Dans tous les secteurs, nous devons nous demander en quoi l’IA va nous être utile.
Dans le service public nous devons être attentifs à la qualité des données, apprendre à tenir des tableaux Excel. propres avec les mêmes unités partout… Nous devons accompagner les équipes dans ce changement de culture de travail, c’est crucial. Il y a des parcours hybrides à construire avec des personnes qui font des allers-retours entre du “métier”, de la gestion de projet numérique, du management…
Les IA génératives telles que Chat GPT permettent de traiter beaucoup mieux des données textuelles qui ne sont pas structurées. Cela impacte profondément les professions du récit : la justice, l’éducation, la santé et les RH notamment. Au-delà des décisions rendues, le sens du métier de magistrat, par exemple, consiste à recoudre la société via le processus du jugement. C’est la partie littéraire du métier car elle résulte de la manière dont est écrite la décision. De la même manière, dans l’éducation, le lien entre l’apprenant et le professeur se crée dans le dialogue. Dans les ressources humaines, une grande partie du métier consiste à vendre des postes, des carrières ou des candidats. Pour cela, il faut comprendre les besoins des agents et des employeurs. Via des notes d’entretien, par exemple, l’IA peut optimiser la publication d’annonces de recrutement et affiner les recherches de candidats. Cette approche permet de cibler plus précisément les profils adaptés, rendant le processus de recrutement plus efficace.
Nous devons réfléchir aux missions que nous ne souhaitons pas déléguer aux IA. La psychologie et le jugement humain sont essentiels dans le domaine du recrutement. L’enjeu, c’est de libérer les professionnels pour se concentrer sur ces aspects stratégiques de leur travail. A ce titre, je trouve l’intelligence artificielle particulièrement intéressante car elle nous oblige à être honnêtes sur notre plus-value.
Tous les métiers que j’ai exercés dans le service public auraient gagné à mettre en place un outil de suivi avec les bénéficiaires, qu’ils soient internes (agents) ou externes (usagers). Cette culture du service client, c’est quelque chose que l’on a pas réussi à développer et du coup, nous n’avons pas les outils pour le faire.
Tous les métiers que j’ai exercés dans le service public auraient gagné à mettre en place un outil de suivi avec les bénéficiaires, qu’ils soient agents ou usagers.

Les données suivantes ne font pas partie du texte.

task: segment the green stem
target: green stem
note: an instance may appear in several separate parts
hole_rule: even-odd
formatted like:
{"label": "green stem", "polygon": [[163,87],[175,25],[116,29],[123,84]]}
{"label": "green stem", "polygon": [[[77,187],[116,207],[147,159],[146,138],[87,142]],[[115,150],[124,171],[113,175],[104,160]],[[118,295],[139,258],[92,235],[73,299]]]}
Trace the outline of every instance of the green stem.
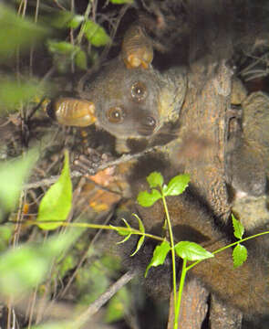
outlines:
{"label": "green stem", "polygon": [[173,303],[174,303],[174,310],[175,310],[176,304],[177,304],[177,278],[176,278],[176,255],[175,255],[175,248],[174,248],[174,239],[173,239],[172,229],[171,229],[170,215],[169,215],[169,211],[168,211],[168,207],[167,207],[167,204],[166,204],[166,200],[165,200],[165,196],[164,196],[162,188],[160,188],[160,192],[161,192],[161,198],[162,198],[162,203],[163,203],[164,211],[165,211],[165,215],[166,215],[167,225],[168,225],[168,229],[169,229],[169,236],[170,236],[170,242],[171,242],[171,263],[172,263],[172,281],[173,281],[173,302],[174,302]]}
{"label": "green stem", "polygon": [[[264,235],[264,234],[269,234],[269,231],[265,231],[265,232],[262,232],[262,233],[257,233],[257,234],[254,234],[254,235],[253,235],[253,236],[250,236],[250,237],[247,237],[247,238],[244,238],[244,239],[241,239],[240,240],[238,240],[238,241],[236,241],[236,242],[233,242],[233,243],[231,243],[231,244],[229,244],[229,245],[227,245],[227,246],[225,246],[225,247],[222,247],[222,248],[217,249],[216,251],[212,251],[212,254],[215,255],[215,254],[217,254],[217,253],[219,253],[219,252],[222,252],[222,251],[225,250],[225,249],[228,249],[228,248],[231,248],[231,247],[233,247],[233,246],[236,246],[238,243],[246,241],[246,240],[251,239],[254,239],[254,238],[261,237],[261,236],[263,236],[263,235]],[[189,266],[187,267],[187,271],[192,269],[195,265],[199,264],[199,263],[200,263],[201,261],[202,261],[202,260],[197,260],[197,261],[195,261],[194,263],[192,263],[191,265],[189,265]]]}
{"label": "green stem", "polygon": [[185,278],[186,278],[186,274],[187,274],[187,260],[183,260],[183,264],[182,264],[182,270],[181,270],[181,281],[180,281],[180,288],[179,288],[179,292],[178,292],[178,299],[177,299],[177,305],[175,308],[175,312],[174,312],[174,329],[178,329],[179,327],[179,316],[180,316],[180,310],[181,310],[181,297],[182,297],[182,292],[183,292],[183,287],[184,287],[184,283],[185,283]]}
{"label": "green stem", "polygon": [[24,221],[23,224],[38,226],[40,224],[49,224],[49,223],[58,223],[59,226],[70,227],[70,228],[86,228],[110,229],[110,230],[112,229],[112,230],[116,230],[116,231],[120,230],[120,231],[126,231],[126,233],[129,233],[129,234],[135,234],[135,235],[140,235],[140,236],[151,238],[151,239],[157,239],[161,242],[165,240],[164,238],[158,237],[158,236],[150,234],[150,233],[144,233],[144,232],[141,232],[141,231],[132,228],[113,227],[113,226],[109,226],[109,225],[88,224],[88,223],[67,223],[65,221],[60,221],[60,220],[58,220],[58,221],[40,221],[40,222],[37,222],[36,220],[27,220],[27,221]]}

J’aime beaucoup l’outil “démarche simplifiée” une application qui permet aux agents publics de créer des démarches en quelques minutes et de gérer les demandes des usagers sur une plateforme dédiée. Pour moi, c’est une vraie réussite de transformation numérique, à la main des agents publics. Dans le numérique public, on a du mal à rendre les agents publics acteurs des transformations.
Pour observer les réflexions à l’international sur ces sujets de transformation numérique, je vous conseille les travaux de Jennifer Pahlka. Elle est fondatrice de Code for America, une structure qui anime un réseau d’experts du code pour aider les institutions publiques à développer des services numériques. Cela permet de se rendre compte que l’on se pose un peu partout les mêmes questions et que nous sommes loin d’être les plus mauvais sur les enjeux de transformation publique.